There are over 600 million internet users in India, but only a fraction of this population is fluent in English. Most online services and much of the content on the web currently, however, are available exclusively in English.
This language barrier continues to contribute to a digital divide in the world’s second largest internet market that has limited hundreds of millions of users’ rendition of the world wide web to a select few websites and services.
So it comes as no surprise that American tech giants, which are counting on emerging markets such as India to continue their growth. are increasingly attempting to make the web and their services accessible to more people.
Google, which has so far led this effort, on Thursday said it plans to invest in machine learning and AI efforts at Google’s research center in India and make its AI models accessible to everyone across the ecosystem. The company — which counts India as its biggest market by users, and this year committed to invest more than $10 billion in the country over the coming years — also plans to partner with local startups that are serving users in local languages, and “drastically” improve the experience of Google products and services for Indian language users.
On that last part, the company today announced a range of changes it is rolling out across some of its services to make them speak more local languages and unveiled a whole new approach it’s taking to translate languages.
Users will now be able to see search results to their queries in Tamil, Telugu, Bangla, and Marathi, in addition to English and Hindi that are currently available. The addition comes four years after Google added the Hindi tab to the search page in India. The company said the volume of search queries in Hindi grew more than 10 times after the introduction of this tab. If someone prefers to see their query in Tamil, for instance, now they will be able to set Tamil tab next to English and quickly toggle between the two.
Getting search results in a local language is helpful, but often people want to make their queries in those languages as well. Google says it has found that typing in non-English language is another challenge users face today. “As a result, many users search in English even if they really would prefer to see results in a local language they understand,” the company said.
To address this challenge, Search will start to show relevant content in supported Indian languages where appropriate even if the local language query is typed in English. The feature, which the company plans to roll out over the next month, supports five Indian languages: Hindi, Bangla, Marathi, Tamil, and Telugu.
Google is also making it easier for users to quickly change the preferred language in which they see results in an app without altering the device’s language settings. The feature, which is currently available in Discover and Google Assistant, will now roll out in Maps.
Similarly, Google Lens’s Homework feature, which allows users to take a picture of a math or science problem and then delivers its answer and walks students through the steps on how to get there, now supports Hindi language. India is the biggest market for Google Lens, said Nidhi Gupta, Senior Product Manager at Google India, at the event.
Jayanth Kolla, chief analyst at consultancy firm Convergence Catalyst, said the new feature of Google Lens could pose a threat to some Indian startups such as Sequoia Capital-backed Doubtnut that operates in a similar space.

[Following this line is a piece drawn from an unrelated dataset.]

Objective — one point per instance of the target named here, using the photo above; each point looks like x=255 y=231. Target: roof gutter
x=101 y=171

Google executives also detailed a new language AI model, which they are calling Multilingual Representations for Indian Languages (MuRIL), that delivers more efficiency and accuracy in handling transliteration, spelling variations and mixed languages and other nuances of languages. MuRIL provides support for transliterated text when writing Hindi using Roman script, which was something missing from previous models of its kind, said Partha Talukdar, Research Scientist at Google Research India, at a virtual event Thursday.
The company said it trained the new model with articles on Wikipedia and texts from a dataset called Common Crawl. It also trained it on transliterated text from, among other sources, Wikipedia (fed through Google’s existing neural machine translation models). The result is that MuRIL handles Indian languages better than previous, more general language models and can contend with letters and words that have been transliterated — that is, Google is using the closest corresponding letters of a different alphabet or script.
Talukdar noted that the previous model Google relied on proved unscalable as the company had to build model for each language separately. “Building such language specific modeling for each and every task is not resource efficient as we often don’t have training data for tasks like this,” he said. MuRIL significantly outperforms the earlier model — by 10% on native text and 27% on transliterated text. MuRIL, which was developed by Google executives in India and is being in use for about a year, is now open source.
One of the many tasks MuRIL is good at, is determining the sentiment of the sentence. For example, “Achha hua account bandh nahi hua” would previously be interpreted as having a negative meaning, but MuRIL correctly identifies this as a positive statement, said Talukdar. Or take the ability to classify a person versus a place: ‘Shirdi ke sai baba’ would previously be interpreted as a place, which is wrong, but MuRIL correctly interprets it as a person.